Beverage company based in Lithuania

Švyturys-Utenos Alus UAB is a Lithuanian beverage company. It comprises the two largest breweries in Lithuania – Švyturys in Klaipėda and Utenos Alus in Utena – and specialised establishments nationwide.

In 1999, most of the shares in Lithuania's two leading breweries were bought by Denmark-based Carlsberg A/S, the world's fourth-largest beer producer. In 2001, the breweries of Švyturys and Utenos Alus were merged into Švyturys-Utenos Alus UAB, which became a part of the Carlsberg Group in 2008.

Švyturys-Utenos Alus UAB produces beer, beer cocktails, cider, alcoholic cocktails, soft drinks, drinking water and kvass. The company sold over 185 million liters of beer in 2014. Švyturys-Utenos Alus UAB also exports beverages worldwide – almost to 30 countries around the globe.

==Key facts==

- In 1784, the Švyturys Brewery was established in Klaipėda.
- In 1977, the Utenos Alus Brewery started operating in Utena.
- In 1997, Baltic Beverages Holding (BBH), controlled at the time by the companies Hartwall (Finland) and Orkla (Norway), became the main shareholder in the Utenos Alus Brewery. BBH already controlled the Kalnapilis Brewery in Panevėžys.
- In 1999, Carlsberg A/S acquired 95 per cent of the shares in Švyturys AB.
- In 1999, Švyturys became the main sponsor of Lithuania's national basketball team.
- In 2000, Carlsberg A/S merged with Norway-based Orkla and thus acquired control of the three largest Lithuanian breweries – Švyturys, Kalnapilis and Utenos Alus.
- In 2001, BBH sold Kalnapilis to the Denmark-based Danish Brewery Group (now The Royal Unibrew), under an order from the Lithuanian Competition Council.
- In 2001, BBH merged Švyturys and Utenos Alus into accompany with share capital called Švyturys-Utenos Alus AB.
- In 2003, Švyturys-Utenos Alus AB was restructured to become private limited company Švyturys-Utenos Alus UAB.
- According to a 2004 survey by AC Nielsen, Švyturys and Utenos Alus are the two strongest brands in the Lithuanian beer industry and deserve the most national pride.
- In 2004, Švyturys-Utenos Alus signed a long-term sponsorship agreement with the Lithuanian National Olympic Committee.
- In 2006, Švyturys-Utenos Alus joined the international Global Compact initiative.
- In 2008, the Carlsberg Group bought the shares that British company Scottish & Newcastle held in BBH and thus acquired a controlling stake in Švyturys-Utenos Alus UAB.

==Production==

Švyturys-Utenos Alus makes the following products: beer, beer cocktails, cider, alcoholic cocktails, drinking water, soft drinks and kvass.

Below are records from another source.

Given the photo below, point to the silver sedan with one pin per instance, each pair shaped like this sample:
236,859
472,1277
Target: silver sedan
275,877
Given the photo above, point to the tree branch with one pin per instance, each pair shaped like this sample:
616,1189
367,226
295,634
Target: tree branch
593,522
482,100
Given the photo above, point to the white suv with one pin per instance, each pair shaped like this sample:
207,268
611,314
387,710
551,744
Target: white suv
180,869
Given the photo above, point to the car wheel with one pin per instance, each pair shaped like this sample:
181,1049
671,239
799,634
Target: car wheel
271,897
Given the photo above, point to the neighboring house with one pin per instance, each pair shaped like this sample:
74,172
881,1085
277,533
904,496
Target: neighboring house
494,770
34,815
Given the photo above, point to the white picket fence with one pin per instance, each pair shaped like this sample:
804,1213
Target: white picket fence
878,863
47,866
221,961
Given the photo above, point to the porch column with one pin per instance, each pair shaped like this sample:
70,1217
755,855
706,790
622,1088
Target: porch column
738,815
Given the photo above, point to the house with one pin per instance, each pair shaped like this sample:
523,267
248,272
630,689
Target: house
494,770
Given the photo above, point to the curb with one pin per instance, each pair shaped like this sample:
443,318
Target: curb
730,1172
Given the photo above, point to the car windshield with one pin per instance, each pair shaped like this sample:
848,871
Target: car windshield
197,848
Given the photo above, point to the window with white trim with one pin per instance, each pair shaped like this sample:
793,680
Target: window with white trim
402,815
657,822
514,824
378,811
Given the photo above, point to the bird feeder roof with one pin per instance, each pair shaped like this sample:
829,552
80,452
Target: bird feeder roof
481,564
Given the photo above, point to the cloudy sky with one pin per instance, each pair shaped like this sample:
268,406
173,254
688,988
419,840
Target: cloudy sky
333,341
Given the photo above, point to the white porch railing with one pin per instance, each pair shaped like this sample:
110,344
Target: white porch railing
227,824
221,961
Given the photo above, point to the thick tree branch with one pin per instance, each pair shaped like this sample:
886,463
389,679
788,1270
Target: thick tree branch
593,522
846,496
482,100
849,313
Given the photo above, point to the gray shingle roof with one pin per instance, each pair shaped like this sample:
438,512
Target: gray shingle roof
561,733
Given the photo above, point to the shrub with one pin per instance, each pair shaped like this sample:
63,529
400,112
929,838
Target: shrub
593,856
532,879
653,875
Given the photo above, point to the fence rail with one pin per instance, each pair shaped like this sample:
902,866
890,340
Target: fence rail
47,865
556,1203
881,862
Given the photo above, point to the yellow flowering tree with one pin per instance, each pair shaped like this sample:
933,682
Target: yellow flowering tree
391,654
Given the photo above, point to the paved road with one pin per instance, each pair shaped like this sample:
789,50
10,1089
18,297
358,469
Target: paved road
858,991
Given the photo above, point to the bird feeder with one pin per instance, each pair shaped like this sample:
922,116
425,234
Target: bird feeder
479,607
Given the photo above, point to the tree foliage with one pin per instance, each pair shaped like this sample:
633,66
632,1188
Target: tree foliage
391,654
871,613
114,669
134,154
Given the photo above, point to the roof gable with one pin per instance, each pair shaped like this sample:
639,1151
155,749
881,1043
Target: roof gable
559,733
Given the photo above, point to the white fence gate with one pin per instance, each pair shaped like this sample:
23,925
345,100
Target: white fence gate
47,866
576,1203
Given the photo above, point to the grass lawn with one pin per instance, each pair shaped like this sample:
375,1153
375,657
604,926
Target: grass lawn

Trademarks of Švyturys-Utenos Alus:
- Švyturys beer;
- Utenos beer;
- Carlsberg beer;
- Blindos beer;
- D-light beer cocktails;
- Kiss cider;
- Somersby cider;
- Zip alcoholic cocktails;
- Vichy Classique drinking water;
- Vichy Fresh soft drinks;
- Vichy Juicy soft drinks;
- Vichy Classique Vivasport soft drinks.

==Statistics==

In 2014, Švyturys-Utenos Alus UAB produced and sold 185,06 million litres of drinks, 6,8% more than in 2013. In 2013 Švyturys-Utenos Alus UAB took 40,6% of Lithuanian beer market. According to the sales Švyturys and Utenos brands have taken first two places in the market.

Company increased its market share not only in beer sector, but also in other drinks markets – 2,3% in drinking water market (17,2%). Last year Švyturys-Utenos alus reached more than 40% in cider market.

In 2014 Švyturys-Utenos alus increased its export of drinks. Export grew up 39%. Company exported 49,45 million litres.